Francesco Guccini si è concesso a una lunga intervista al Corriere della Sera, dispensando, come sempre, perle di saggezza e di vita, spaziando tra ricordi e attualità. Nella casa di Guccini, a Pavana, come è risaputo ci sono più libri che dischi. “Io ho smesso di fare musica, non di leggere e di scrivere. Posso fare a meno delle canzoni e della chitarra, ma non della lettura”. Francesco Guccini è tornato a vivere sugli Appennini negli anni Novanta. “Da bambino abitavamo qui, una casa più vicina al fiume. Leggevo tutto quello che trovavo in giro. Pure i fumetti che non mi piacevano. Rubavo i romanzi d’appendice alla mia prozia, schifezze”.
Di recente è stato ad Auschwitz per la prima volta, nonostante il campo di concentramento abbia dato il titolo alla sua canzone più famosa. “Ad Auschwitz mi sono davvero chiesto che fine avesse fatto Dio mentre lì gasavano le persone. Un gigantesco cimitero senza croci: non si può non pensare alla composizione del concetto di giustizia. Dov’è la giustizia? Che cosa è davvero? È soltanto una parola?”.

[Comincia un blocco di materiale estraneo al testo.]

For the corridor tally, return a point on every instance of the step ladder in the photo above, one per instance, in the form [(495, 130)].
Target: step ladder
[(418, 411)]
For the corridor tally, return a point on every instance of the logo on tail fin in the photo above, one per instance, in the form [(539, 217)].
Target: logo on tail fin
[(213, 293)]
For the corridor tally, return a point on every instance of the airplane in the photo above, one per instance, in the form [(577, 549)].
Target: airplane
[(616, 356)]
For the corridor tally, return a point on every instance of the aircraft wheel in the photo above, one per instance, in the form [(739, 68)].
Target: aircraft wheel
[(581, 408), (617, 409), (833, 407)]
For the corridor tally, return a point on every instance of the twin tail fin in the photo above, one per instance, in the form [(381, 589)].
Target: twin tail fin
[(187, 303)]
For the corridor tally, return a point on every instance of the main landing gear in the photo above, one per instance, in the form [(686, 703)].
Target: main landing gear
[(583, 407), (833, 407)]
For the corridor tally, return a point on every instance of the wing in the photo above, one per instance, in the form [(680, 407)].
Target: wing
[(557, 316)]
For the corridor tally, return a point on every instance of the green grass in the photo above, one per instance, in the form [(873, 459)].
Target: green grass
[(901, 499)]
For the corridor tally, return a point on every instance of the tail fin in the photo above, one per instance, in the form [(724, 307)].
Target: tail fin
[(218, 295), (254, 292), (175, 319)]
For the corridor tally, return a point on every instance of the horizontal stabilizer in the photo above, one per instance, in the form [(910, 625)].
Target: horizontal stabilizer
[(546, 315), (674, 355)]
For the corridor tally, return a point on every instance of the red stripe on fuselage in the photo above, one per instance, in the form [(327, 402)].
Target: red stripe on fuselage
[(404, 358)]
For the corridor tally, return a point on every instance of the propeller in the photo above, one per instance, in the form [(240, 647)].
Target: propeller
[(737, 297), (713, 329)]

Suo padre, che venne internato in un lager nazista, non gli raccontava nulla. “Non ha mai voluto parlarne. Però mandò due cartoline, che purtroppo ho perduto. So che era nello stesso campo di Guareschi, ma non si incontrarono mai, erano in migliaia. Sa che cosa facevano, alla sera? Si riunivano e, stremati dalla fame, evocavano il ricordo di quel pollo con le patate, di quella pasta con il sugo grasso. Poi annotavano tutto in un quaderno. Carta finissima e inchiostro annacquato, perché non ce n’era abbastanza. Lo facevano per non perdere la memoria del gusto. Per non perdere la speranza, dico io”.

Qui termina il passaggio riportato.